I also don't understand how so many people seem incapable of feeling more than one thing at once. Have we all morphed into J.M. Barrie's Tinkerbell, who was so tiny she could not hold in more than extreme emotion at a time? You can feel sorry for Joshua and still not hate on his parents. I do feel bad for him. He was confused, but at the same time, I don't excuse his choice to end the life God gave him, and especially not selfish way he chose to do it- by jumping in front of a moving truck. The poor driver might well be scarred for life and already has people blaming HIM for what happened!

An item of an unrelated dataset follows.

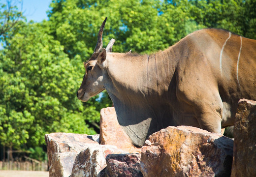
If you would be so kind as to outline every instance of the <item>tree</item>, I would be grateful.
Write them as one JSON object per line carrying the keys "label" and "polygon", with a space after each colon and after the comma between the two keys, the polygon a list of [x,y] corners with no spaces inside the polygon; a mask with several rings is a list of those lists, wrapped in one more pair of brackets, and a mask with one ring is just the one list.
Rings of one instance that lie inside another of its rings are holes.
{"label": "tree", "polygon": [[24,23],[0,56],[0,139],[6,147],[45,143],[56,131],[94,134],[76,98],[81,78],[43,24]]}
{"label": "tree", "polygon": [[0,3],[0,40],[4,40],[12,36],[12,29],[25,18],[12,0],[6,0],[6,3]]}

Do you feel a burning desire to lat blame at someone's feet? Why not the LGBT community? They have no problem encouraging sexual immorality in young children by telling them whatever feels good is right, which is a blatant lie and just childish thinking anyway. Many of these people are also bullies themselves, though sending threats to Mr. and Mrs. Alcorn is far from being their first victims of that. They crave validation to be assured that what they're doing is right (because, again, "it feels good") and not immoral at all, and when anyone refuses to not tell them what they want to hear, they lose all sense of reason and lash out at the person, instead of just accepting their views- something the preachers of 'tolerance' claim to want themselves- or maybe even stopping to consider if that person is right not to. Feelings prevail over logic or even basic biology sometimes. Kids like Josh can't accept their fate, the fact that he was a boy born as a boy, and this leads to anger, depression, and other negative things we'd all do well to keep out of our lives if we were just honest with ourselves.

But slowly, surely, some people have started to speak out against the bullying the parents are receiving, saying that even though they think the parents were wrong, they don't deserve to be harassed. This should be seen as a little ray of light in a society where far too many embrace this “bully everyone we don’t agree with” attitude, which is just disgusting, and especially prevalent on the Internet where the LGBT community tends to reign supreme on issues. It doesn’t matter what anyone else says you don’t agree with- you do not defend or condone harassment and bullying. If you claim to just want love and tolerance and in the same breath condemn those for not agreeing with you, for not supporting your lifestyle choice, for accepting biological facts over desires, you're as bad as the people you're claiming to fight against.